S T Bhagawati* , Varsha N S
Solid lipid nanoparticles are typically spherical with an average diameter between 1 and 1000 nm. It is an alternative carrier system to tradition colloidal carriers, such as, emulsions, liposomes, and polymeric micro and nanoparticles. Recently, solid lipid nanoparticles have received much attention by the researchers owing to its biodegradability, biocompatibility and the ability to deliver a wide range of drugs. The reason for better treatment with SLNs might be the significant uptake of SLNs by due to smaller size and its lipidic nature.
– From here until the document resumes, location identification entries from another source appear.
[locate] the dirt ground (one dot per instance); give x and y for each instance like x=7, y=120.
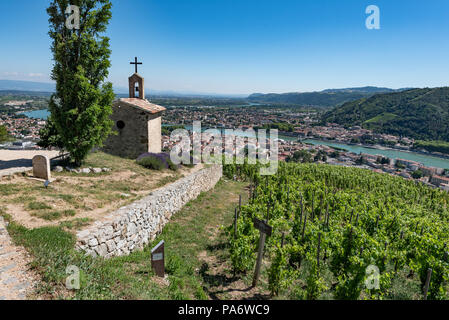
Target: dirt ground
x=77, y=200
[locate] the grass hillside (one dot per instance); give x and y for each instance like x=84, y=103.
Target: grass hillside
x=417, y=113
x=327, y=98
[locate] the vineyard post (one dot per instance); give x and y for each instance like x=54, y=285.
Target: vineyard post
x=304, y=227
x=264, y=229
x=318, y=254
x=313, y=206
x=235, y=223
x=250, y=195
x=426, y=286
x=240, y=203
x=385, y=257
x=283, y=239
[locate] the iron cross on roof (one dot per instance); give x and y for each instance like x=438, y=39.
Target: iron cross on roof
x=136, y=63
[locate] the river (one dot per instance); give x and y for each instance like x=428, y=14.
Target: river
x=428, y=161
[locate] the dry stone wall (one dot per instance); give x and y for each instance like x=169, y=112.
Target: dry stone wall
x=132, y=227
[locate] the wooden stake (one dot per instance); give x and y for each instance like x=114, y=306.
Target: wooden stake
x=318, y=254
x=259, y=258
x=304, y=227
x=427, y=285
x=235, y=223
x=240, y=203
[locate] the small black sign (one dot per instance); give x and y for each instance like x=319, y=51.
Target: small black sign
x=263, y=227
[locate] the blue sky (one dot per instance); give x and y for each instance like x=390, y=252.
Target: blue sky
x=247, y=46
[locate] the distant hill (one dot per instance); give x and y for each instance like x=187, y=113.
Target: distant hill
x=327, y=98
x=13, y=85
x=418, y=113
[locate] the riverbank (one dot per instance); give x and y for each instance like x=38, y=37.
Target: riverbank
x=425, y=159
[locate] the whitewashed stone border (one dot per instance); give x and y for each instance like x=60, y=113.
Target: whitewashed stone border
x=132, y=227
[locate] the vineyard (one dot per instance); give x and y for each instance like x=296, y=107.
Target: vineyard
x=343, y=233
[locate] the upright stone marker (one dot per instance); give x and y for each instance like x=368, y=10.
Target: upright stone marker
x=158, y=259
x=41, y=167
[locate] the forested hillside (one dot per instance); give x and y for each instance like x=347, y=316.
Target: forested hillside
x=417, y=113
x=326, y=98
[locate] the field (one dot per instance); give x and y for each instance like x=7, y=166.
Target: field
x=197, y=258
x=76, y=200
x=335, y=229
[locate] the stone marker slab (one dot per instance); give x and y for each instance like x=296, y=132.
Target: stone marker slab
x=41, y=167
x=158, y=259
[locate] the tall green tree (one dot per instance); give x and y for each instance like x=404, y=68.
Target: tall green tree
x=81, y=107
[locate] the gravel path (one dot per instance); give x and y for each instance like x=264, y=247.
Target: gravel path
x=16, y=280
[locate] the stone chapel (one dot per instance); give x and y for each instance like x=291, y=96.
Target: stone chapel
x=137, y=123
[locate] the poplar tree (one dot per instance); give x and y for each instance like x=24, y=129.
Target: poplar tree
x=81, y=107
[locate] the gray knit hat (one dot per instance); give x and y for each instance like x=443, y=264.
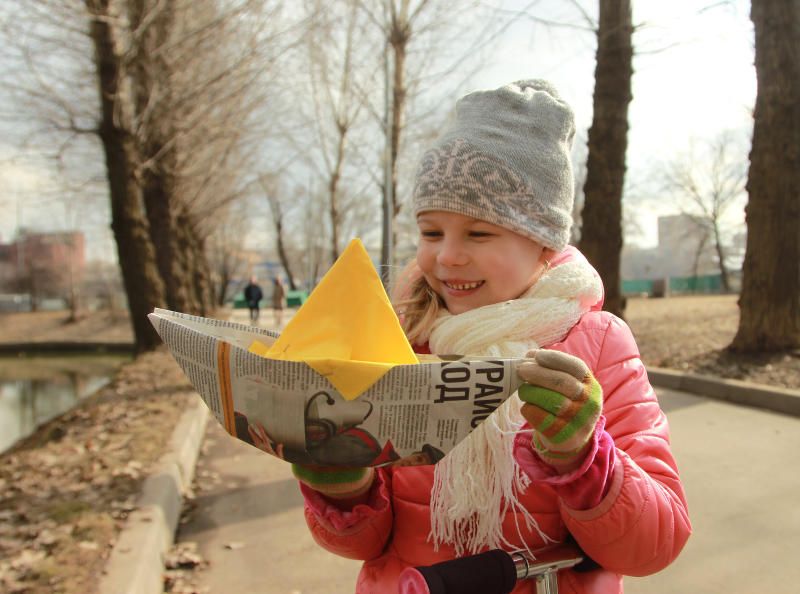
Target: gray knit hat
x=505, y=159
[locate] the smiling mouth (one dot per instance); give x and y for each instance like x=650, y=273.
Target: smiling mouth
x=463, y=286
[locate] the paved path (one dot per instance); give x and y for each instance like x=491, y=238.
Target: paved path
x=740, y=467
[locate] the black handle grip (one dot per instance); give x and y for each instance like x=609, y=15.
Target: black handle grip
x=491, y=572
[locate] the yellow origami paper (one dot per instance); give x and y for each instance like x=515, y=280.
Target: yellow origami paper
x=347, y=330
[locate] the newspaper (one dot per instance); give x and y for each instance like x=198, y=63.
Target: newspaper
x=289, y=409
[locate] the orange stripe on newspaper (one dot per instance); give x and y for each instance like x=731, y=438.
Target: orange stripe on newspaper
x=223, y=364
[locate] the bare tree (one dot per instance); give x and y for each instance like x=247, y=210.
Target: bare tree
x=332, y=60
x=136, y=256
x=770, y=298
x=601, y=241
x=707, y=185
x=277, y=209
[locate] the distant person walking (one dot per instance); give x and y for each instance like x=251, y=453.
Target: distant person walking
x=278, y=297
x=253, y=295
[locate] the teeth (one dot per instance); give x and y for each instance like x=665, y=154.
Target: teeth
x=465, y=286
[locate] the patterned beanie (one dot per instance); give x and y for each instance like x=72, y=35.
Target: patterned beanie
x=505, y=159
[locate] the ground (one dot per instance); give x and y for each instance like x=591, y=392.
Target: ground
x=65, y=491
x=690, y=334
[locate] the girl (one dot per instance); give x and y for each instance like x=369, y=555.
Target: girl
x=585, y=453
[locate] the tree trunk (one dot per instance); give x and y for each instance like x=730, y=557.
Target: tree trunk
x=284, y=258
x=142, y=282
x=601, y=235
x=770, y=300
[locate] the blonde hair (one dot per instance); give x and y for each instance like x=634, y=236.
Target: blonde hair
x=416, y=303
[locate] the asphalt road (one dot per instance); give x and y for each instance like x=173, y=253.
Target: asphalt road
x=740, y=467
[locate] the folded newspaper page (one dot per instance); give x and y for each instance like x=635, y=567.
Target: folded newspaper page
x=288, y=407
x=341, y=385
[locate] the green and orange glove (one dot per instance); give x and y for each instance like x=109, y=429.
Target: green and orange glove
x=562, y=403
x=349, y=485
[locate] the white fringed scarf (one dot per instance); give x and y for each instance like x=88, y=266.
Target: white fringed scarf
x=477, y=483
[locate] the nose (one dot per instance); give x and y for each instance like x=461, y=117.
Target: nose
x=452, y=252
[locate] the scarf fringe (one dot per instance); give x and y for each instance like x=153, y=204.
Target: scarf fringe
x=479, y=481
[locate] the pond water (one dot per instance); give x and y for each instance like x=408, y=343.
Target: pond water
x=33, y=390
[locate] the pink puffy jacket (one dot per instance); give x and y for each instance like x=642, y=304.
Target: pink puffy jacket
x=636, y=522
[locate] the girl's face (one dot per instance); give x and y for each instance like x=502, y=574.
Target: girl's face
x=471, y=263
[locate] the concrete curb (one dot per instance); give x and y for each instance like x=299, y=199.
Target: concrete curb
x=781, y=400
x=136, y=563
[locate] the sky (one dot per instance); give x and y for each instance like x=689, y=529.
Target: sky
x=693, y=79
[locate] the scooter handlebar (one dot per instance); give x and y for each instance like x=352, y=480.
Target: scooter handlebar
x=492, y=572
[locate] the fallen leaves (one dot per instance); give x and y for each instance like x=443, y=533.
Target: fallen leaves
x=66, y=493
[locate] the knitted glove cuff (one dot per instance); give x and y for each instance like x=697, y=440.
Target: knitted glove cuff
x=336, y=483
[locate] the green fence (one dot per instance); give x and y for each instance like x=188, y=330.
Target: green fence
x=709, y=283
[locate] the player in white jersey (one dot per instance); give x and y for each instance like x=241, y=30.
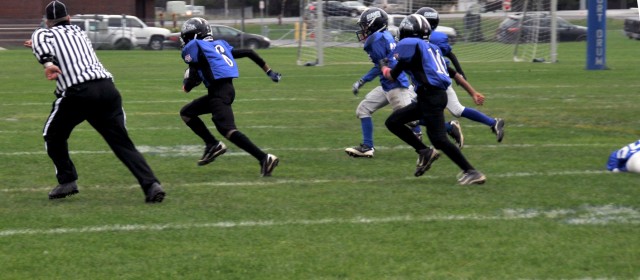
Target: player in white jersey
x=625, y=159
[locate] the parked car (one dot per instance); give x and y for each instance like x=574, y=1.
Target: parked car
x=355, y=4
x=104, y=38
x=632, y=28
x=392, y=6
x=147, y=37
x=396, y=19
x=234, y=37
x=333, y=8
x=540, y=23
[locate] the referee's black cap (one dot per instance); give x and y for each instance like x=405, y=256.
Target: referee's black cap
x=56, y=10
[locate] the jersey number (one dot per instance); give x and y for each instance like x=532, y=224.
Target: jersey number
x=221, y=51
x=631, y=148
x=440, y=64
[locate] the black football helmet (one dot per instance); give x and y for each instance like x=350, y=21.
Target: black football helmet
x=195, y=28
x=372, y=20
x=431, y=15
x=414, y=26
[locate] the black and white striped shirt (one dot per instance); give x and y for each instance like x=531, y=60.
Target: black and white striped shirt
x=70, y=49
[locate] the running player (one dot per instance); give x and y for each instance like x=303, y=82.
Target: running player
x=424, y=63
x=379, y=44
x=441, y=40
x=84, y=91
x=625, y=159
x=212, y=62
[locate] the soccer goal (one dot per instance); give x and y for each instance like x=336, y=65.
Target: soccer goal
x=479, y=30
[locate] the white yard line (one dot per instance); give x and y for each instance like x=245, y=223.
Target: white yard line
x=585, y=215
x=190, y=150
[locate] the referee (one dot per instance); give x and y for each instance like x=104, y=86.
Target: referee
x=84, y=91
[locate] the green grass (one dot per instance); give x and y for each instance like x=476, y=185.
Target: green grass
x=547, y=211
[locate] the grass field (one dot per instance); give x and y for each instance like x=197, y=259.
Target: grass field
x=549, y=210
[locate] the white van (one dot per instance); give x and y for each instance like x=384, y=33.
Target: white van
x=147, y=37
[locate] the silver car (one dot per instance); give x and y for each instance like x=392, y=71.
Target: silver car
x=102, y=37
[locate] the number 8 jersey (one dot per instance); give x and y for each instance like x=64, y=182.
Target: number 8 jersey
x=428, y=68
x=213, y=59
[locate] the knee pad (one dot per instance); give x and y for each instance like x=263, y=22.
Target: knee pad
x=633, y=164
x=362, y=111
x=455, y=109
x=453, y=104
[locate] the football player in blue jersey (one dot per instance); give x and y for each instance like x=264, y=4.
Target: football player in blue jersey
x=379, y=44
x=427, y=69
x=212, y=62
x=441, y=40
x=625, y=159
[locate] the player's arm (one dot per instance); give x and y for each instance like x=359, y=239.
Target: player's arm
x=477, y=97
x=454, y=59
x=371, y=74
x=251, y=54
x=191, y=78
x=44, y=54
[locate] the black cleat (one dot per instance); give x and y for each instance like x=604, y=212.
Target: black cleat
x=360, y=151
x=498, y=129
x=268, y=164
x=154, y=194
x=425, y=159
x=211, y=152
x=456, y=133
x=472, y=177
x=64, y=190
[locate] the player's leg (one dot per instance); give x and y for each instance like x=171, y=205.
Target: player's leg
x=190, y=115
x=66, y=113
x=633, y=163
x=396, y=123
x=373, y=101
x=401, y=97
x=108, y=118
x=458, y=110
x=223, y=94
x=432, y=105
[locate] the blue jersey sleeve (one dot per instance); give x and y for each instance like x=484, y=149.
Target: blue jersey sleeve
x=441, y=40
x=618, y=158
x=215, y=55
x=378, y=46
x=433, y=68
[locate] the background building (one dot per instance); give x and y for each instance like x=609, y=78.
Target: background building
x=32, y=11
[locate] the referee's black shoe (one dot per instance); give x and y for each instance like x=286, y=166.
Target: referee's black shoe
x=154, y=194
x=498, y=129
x=64, y=190
x=268, y=164
x=211, y=152
x=425, y=159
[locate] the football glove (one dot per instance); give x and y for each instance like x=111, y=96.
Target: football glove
x=188, y=83
x=275, y=76
x=384, y=62
x=357, y=85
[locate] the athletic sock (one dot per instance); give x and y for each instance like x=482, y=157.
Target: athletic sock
x=477, y=116
x=367, y=131
x=200, y=129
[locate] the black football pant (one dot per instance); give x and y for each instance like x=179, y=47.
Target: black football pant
x=99, y=103
x=430, y=108
x=217, y=102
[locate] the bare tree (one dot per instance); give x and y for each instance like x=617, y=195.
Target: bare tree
x=281, y=12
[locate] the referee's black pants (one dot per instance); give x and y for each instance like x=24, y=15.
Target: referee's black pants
x=429, y=107
x=100, y=103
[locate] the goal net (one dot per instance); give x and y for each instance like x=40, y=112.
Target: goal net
x=479, y=30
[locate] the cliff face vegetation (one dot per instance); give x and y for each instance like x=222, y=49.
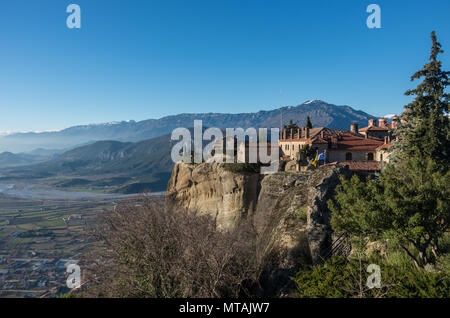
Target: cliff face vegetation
x=287, y=210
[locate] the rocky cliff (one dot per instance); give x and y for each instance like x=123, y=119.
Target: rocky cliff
x=287, y=210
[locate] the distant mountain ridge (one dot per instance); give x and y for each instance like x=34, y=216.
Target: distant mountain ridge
x=320, y=112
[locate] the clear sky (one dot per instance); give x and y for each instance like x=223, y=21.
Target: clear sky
x=147, y=59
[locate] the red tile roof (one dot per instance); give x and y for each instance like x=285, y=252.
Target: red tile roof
x=374, y=128
x=385, y=146
x=349, y=141
x=345, y=140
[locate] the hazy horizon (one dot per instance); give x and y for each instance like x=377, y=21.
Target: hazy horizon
x=153, y=59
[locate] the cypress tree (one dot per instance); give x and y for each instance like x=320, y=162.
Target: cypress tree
x=308, y=122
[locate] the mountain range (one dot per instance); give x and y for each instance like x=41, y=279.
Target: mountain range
x=321, y=114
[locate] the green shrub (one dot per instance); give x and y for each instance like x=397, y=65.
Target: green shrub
x=338, y=278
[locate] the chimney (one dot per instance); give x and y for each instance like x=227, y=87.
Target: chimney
x=333, y=142
x=395, y=120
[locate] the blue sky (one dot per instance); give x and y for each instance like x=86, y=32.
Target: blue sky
x=147, y=59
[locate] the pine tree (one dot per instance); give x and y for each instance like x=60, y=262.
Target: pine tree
x=425, y=131
x=308, y=122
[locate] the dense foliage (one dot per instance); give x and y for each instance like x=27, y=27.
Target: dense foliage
x=339, y=278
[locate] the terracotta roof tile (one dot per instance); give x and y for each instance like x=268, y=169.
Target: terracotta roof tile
x=360, y=165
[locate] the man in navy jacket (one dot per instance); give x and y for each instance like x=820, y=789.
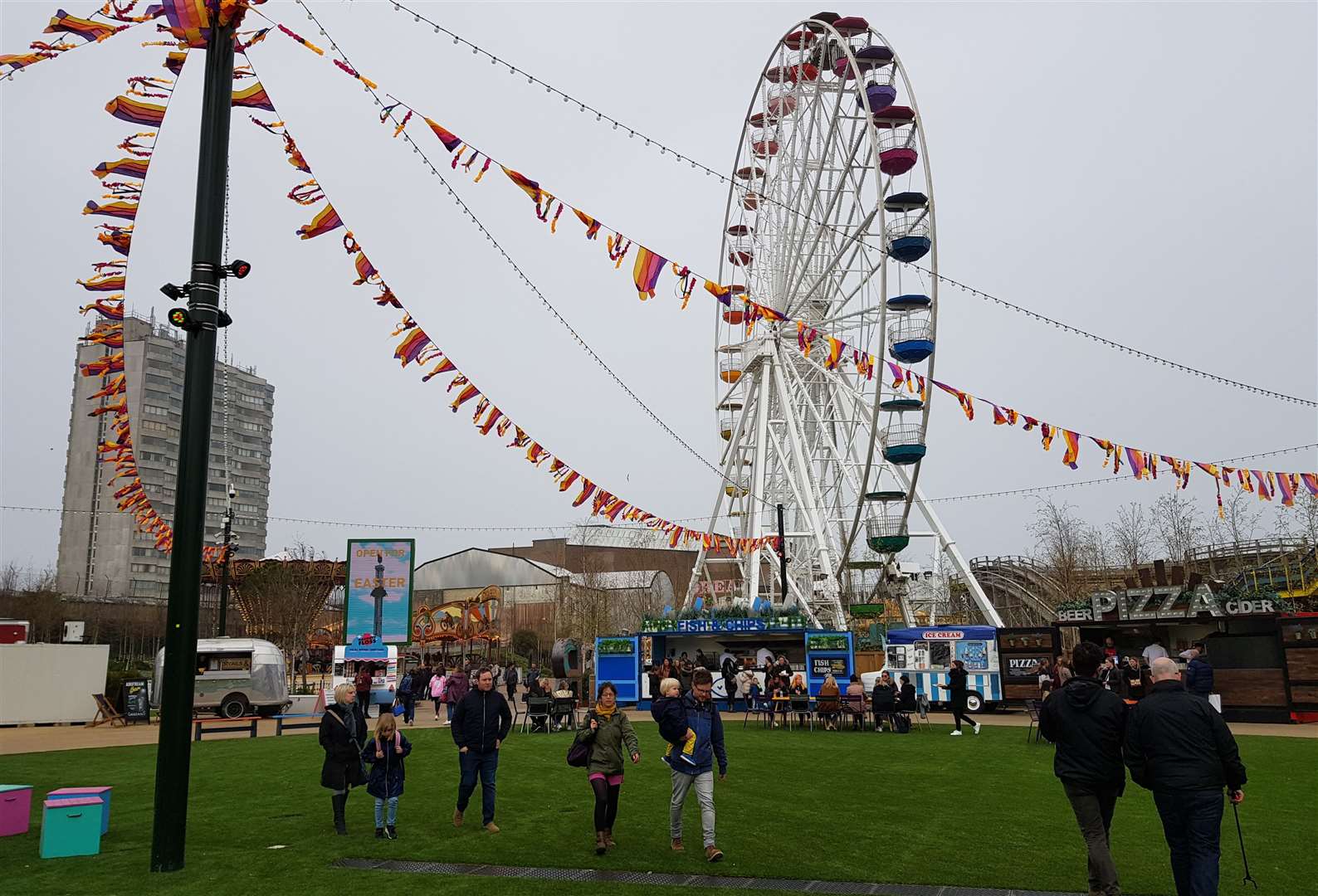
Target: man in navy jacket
x=703, y=718
x=481, y=721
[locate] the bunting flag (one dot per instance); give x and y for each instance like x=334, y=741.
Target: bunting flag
x=327, y=219
x=125, y=210
x=124, y=168
x=116, y=445
x=646, y=271
x=416, y=345
x=252, y=98
x=136, y=111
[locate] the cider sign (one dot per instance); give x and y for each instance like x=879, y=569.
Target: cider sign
x=377, y=598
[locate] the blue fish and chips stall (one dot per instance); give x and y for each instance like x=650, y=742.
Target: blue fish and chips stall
x=813, y=652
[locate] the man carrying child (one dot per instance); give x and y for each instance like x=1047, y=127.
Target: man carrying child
x=695, y=734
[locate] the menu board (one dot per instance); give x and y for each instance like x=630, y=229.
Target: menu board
x=136, y=701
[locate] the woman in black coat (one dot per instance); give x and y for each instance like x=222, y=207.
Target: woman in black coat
x=343, y=734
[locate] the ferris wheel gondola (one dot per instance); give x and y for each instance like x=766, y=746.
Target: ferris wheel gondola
x=832, y=192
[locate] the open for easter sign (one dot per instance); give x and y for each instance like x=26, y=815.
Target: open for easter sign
x=378, y=589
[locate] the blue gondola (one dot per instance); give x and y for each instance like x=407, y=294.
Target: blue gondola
x=908, y=302
x=910, y=248
x=911, y=351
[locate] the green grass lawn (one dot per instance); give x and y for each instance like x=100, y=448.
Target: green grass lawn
x=923, y=808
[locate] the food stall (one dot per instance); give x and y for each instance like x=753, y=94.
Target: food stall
x=1264, y=659
x=813, y=652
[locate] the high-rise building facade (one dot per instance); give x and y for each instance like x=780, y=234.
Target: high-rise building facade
x=100, y=553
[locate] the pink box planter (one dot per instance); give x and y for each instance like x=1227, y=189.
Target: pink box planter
x=15, y=809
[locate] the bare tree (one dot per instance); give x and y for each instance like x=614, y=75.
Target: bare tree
x=1132, y=534
x=280, y=600
x=1300, y=521
x=1062, y=543
x=1179, y=524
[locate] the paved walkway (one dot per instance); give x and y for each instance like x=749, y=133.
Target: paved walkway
x=80, y=737
x=657, y=879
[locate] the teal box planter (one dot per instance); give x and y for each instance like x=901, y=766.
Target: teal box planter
x=15, y=809
x=82, y=793
x=71, y=828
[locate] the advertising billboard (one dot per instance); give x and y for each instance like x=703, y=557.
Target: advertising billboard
x=378, y=589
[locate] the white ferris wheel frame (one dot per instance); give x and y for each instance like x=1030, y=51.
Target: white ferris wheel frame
x=795, y=418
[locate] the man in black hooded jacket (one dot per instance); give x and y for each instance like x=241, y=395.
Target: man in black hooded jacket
x=1087, y=723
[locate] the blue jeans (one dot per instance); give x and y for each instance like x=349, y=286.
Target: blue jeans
x=477, y=763
x=380, y=811
x=1192, y=822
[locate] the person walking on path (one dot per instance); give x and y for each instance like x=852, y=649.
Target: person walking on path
x=1179, y=747
x=437, y=689
x=1087, y=723
x=608, y=732
x=481, y=721
x=406, y=697
x=510, y=683
x=385, y=754
x=1198, y=674
x=957, y=685
x=343, y=732
x=363, y=685
x=455, y=689
x=703, y=718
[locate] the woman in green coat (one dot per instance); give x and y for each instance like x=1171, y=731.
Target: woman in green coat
x=608, y=732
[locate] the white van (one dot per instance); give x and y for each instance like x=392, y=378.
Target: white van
x=235, y=676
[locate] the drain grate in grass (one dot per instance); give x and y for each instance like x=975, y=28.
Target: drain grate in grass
x=661, y=879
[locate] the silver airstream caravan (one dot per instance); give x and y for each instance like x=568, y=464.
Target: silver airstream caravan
x=235, y=676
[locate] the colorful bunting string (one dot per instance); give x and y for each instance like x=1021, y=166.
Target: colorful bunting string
x=116, y=446
x=418, y=348
x=1143, y=464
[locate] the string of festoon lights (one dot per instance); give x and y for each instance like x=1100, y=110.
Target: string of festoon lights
x=676, y=156
x=399, y=528
x=471, y=217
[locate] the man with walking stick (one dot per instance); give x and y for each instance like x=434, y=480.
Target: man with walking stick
x=1179, y=747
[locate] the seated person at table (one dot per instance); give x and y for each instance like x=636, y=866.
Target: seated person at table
x=671, y=714
x=775, y=689
x=885, y=701
x=799, y=689
x=828, y=707
x=906, y=697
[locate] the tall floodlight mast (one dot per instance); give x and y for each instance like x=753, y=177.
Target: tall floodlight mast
x=831, y=192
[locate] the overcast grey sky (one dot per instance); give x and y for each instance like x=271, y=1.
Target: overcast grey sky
x=1142, y=170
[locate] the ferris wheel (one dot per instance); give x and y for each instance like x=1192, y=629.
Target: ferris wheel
x=832, y=192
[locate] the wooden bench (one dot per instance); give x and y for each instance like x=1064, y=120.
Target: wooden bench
x=280, y=723
x=212, y=725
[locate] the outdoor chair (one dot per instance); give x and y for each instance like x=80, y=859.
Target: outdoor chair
x=1032, y=708
x=758, y=707
x=800, y=710
x=537, y=714
x=921, y=712
x=564, y=713
x=853, y=707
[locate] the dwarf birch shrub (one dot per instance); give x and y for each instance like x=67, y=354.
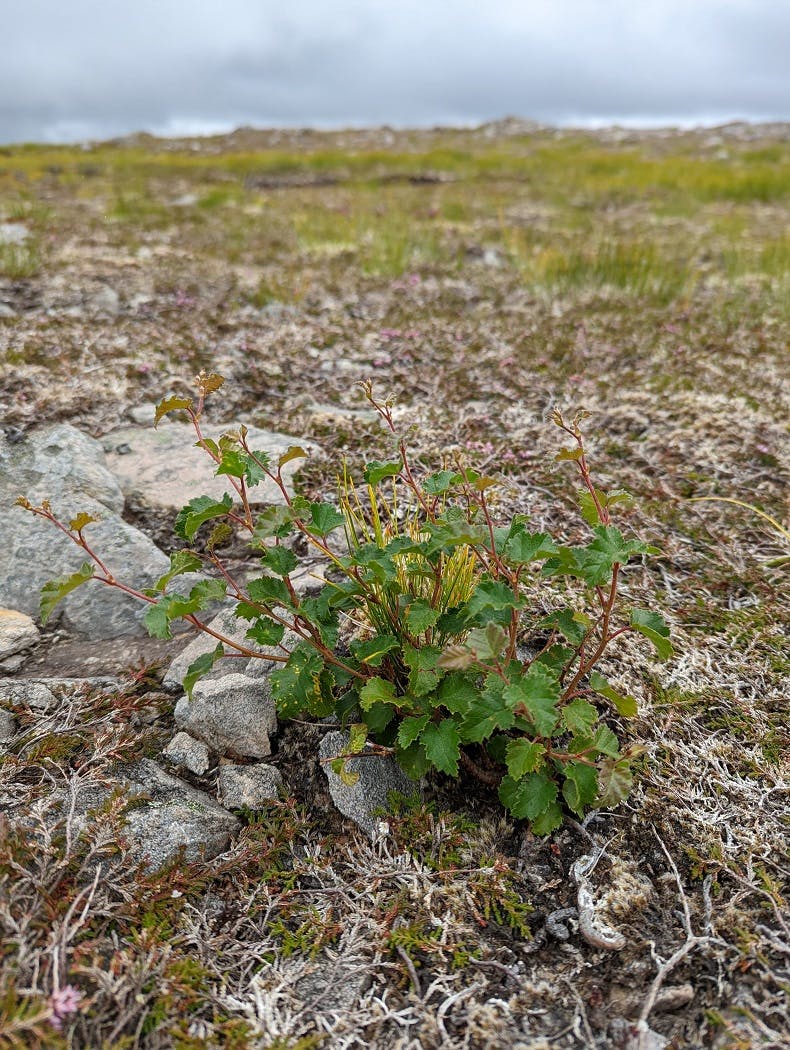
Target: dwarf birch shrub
x=423, y=642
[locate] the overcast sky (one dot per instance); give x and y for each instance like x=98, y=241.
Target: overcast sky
x=73, y=69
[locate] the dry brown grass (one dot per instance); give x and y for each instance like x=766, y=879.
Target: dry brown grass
x=676, y=338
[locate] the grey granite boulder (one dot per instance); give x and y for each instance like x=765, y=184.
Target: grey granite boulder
x=26, y=693
x=226, y=624
x=165, y=818
x=17, y=632
x=172, y=816
x=234, y=713
x=8, y=727
x=379, y=776
x=65, y=466
x=184, y=750
x=164, y=467
x=249, y=786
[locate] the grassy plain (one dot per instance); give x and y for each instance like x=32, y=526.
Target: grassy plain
x=481, y=276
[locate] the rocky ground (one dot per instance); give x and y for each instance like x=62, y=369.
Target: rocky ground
x=193, y=882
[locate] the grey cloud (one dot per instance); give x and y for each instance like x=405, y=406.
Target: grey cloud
x=106, y=68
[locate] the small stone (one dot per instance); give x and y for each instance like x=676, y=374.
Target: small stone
x=184, y=750
x=379, y=776
x=143, y=414
x=233, y=713
x=13, y=664
x=29, y=694
x=249, y=786
x=147, y=470
x=166, y=818
x=225, y=624
x=175, y=816
x=63, y=465
x=17, y=632
x=7, y=727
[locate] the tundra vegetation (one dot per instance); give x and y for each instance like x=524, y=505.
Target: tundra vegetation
x=482, y=277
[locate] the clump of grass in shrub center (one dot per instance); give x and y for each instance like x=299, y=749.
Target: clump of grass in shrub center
x=424, y=644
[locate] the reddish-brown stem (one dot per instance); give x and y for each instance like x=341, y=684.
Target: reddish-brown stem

Pravastatin sodium is an cholesteral lowering agent used in the treatment of hyperlipidemia. It is administered through oral route and the dose is 10mg. The oral bioavailability is 17% and half life is 1-3hrs. It is rapidly excreted through the renal route. The aim is to increase the bioavailability of Pravastatin sodium, solid lipid nanoparticles of Pravastatin sodium are prepared by hot homogenization technique using lipids (Trimyristin, Comprital and glyceryl monostearate ) with soylecithin surfactant and poloxamer 188 as stabilizer. The prepared formulations have been evaluated for entrapment efficiency, drug content, in-vitro drug release, particle size analysis, Fourier transform-infrared studies, and stability. The optimization is based upon the range of particle size,zeta potential, and dug release studies. The nanoparticles possess negative surface charge and were enough magnitude for stable preparations. In vitro drug release studies in Phosphate buffer of pH 7.4 exhibited initial burst effect followed by a sustained release of Pravastatin. A solid lipid nanoparticle formulation containing drug pravastatin sodium and lipid Compritol, stabilized with poloxamer 188 as surfactant showed prolonged drug release, smaller particle size, as compared to other formulations with different lipids.